Le développement du robot sous-marin PETRA par INESC TEC est l'un d'entre eux. Cependant, plus je réfléchis à cette technologie, plus je suis convaincu qu'elle représente bien plus qu'une avancée scientifique. Elle représente une opportunité pour le Portugal d'occuper un espace stratégique dans une économie qui est en train de naître sous l'eau.
Je me suis immédiatement souvenu d'une conversation que j'avais eue au début de l'année lors de la conférence SIS2026, à Cascais. À l'époque, on parlait d'un problème qui est rarement abordé dans le débat public. Le Portugal jouit d'une position géographique privilégiée dans l'Atlantique, reçoit de plus en plus d'investissements dans l'infrastructure numérique, les centres de données et la connectivité internationale, mais ne dispose toujours pas d'une solide capacité de surveillance et d'intervention rapide sur les câbles sous-marins et autres infrastructures critiques situées au fond de la mer.

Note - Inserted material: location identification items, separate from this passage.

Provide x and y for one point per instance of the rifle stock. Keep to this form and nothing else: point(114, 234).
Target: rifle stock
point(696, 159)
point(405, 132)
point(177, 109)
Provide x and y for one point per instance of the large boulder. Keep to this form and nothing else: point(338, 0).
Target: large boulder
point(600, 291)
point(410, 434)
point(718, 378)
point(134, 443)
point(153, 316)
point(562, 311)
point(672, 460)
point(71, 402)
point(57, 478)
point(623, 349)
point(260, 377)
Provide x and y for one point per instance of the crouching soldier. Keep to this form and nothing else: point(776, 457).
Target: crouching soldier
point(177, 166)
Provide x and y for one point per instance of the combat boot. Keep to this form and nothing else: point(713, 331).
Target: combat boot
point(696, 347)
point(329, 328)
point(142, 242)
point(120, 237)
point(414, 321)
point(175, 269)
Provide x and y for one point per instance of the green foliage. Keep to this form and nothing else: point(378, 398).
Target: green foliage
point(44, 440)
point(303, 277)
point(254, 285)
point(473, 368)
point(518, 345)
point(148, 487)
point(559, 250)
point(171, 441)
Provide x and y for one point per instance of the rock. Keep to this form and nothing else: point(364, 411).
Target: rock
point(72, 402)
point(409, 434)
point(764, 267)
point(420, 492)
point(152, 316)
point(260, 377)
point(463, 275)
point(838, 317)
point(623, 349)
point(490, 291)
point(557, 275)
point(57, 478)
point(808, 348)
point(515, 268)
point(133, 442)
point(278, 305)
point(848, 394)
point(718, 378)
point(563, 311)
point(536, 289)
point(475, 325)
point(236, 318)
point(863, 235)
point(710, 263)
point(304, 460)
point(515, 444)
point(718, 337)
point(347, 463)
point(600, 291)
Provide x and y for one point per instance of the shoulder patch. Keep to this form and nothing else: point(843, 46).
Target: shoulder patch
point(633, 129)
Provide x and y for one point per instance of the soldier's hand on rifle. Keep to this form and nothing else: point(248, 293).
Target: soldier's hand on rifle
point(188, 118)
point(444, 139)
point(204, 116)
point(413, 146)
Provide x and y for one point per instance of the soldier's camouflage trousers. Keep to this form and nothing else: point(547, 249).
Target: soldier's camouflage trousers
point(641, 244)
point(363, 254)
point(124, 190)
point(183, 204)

Le sujet devient encore plus pertinent lorsque nous réalisons que l'économie numérique dépend beaucoup moins de ce que nous voyons et beaucoup plus de ce que nous ne voyons pas. Lorsque nous parlons de nuage, d'intelligence artificielle, de centres de données, de transactions financières ou de communications mondiales, nous parlons en réalité d'infrastructures physiques réparties sur l'océan. Les câbles sous-marins sont désormais aussi importants pour l'économie mondiale que les autoroutes, les aéroports ou les réseaux électriques. Sans eux, une grande partie du monde moderne s'arrête tout simplement.
La question que je me pose est simple : l'industrie des données, les opérateurs de télécommunications et les grands investisseurs dans les infrastructures numériques s'intéressent-ils déjà à cette question ? Car ils devraient le faire. Le monde est de plus en plus préoccupé par la sécurité des infrastructures critiques. Les incidents survenus ces dernières années dans différentes régions ont montré que les câbles sous-marins ne sont plus seulement une question technique, mais une question stratégique, économique et même géopolitique.
Le Portugal se positionne comme une porte d'entrée atlantique vers la nouvelle économie numérique. On parle de centres de données, d'intelligence artificielle, de nouveaux corridors de données et de grands investissements internationaux. Tout cela est positif. Mais la construction ne représente que la moitié du travail. La protection et la surveillance seront de plus en plus importantes. Et c'est peut-être précisément là que se présente une opportunité inattendue pour le pays.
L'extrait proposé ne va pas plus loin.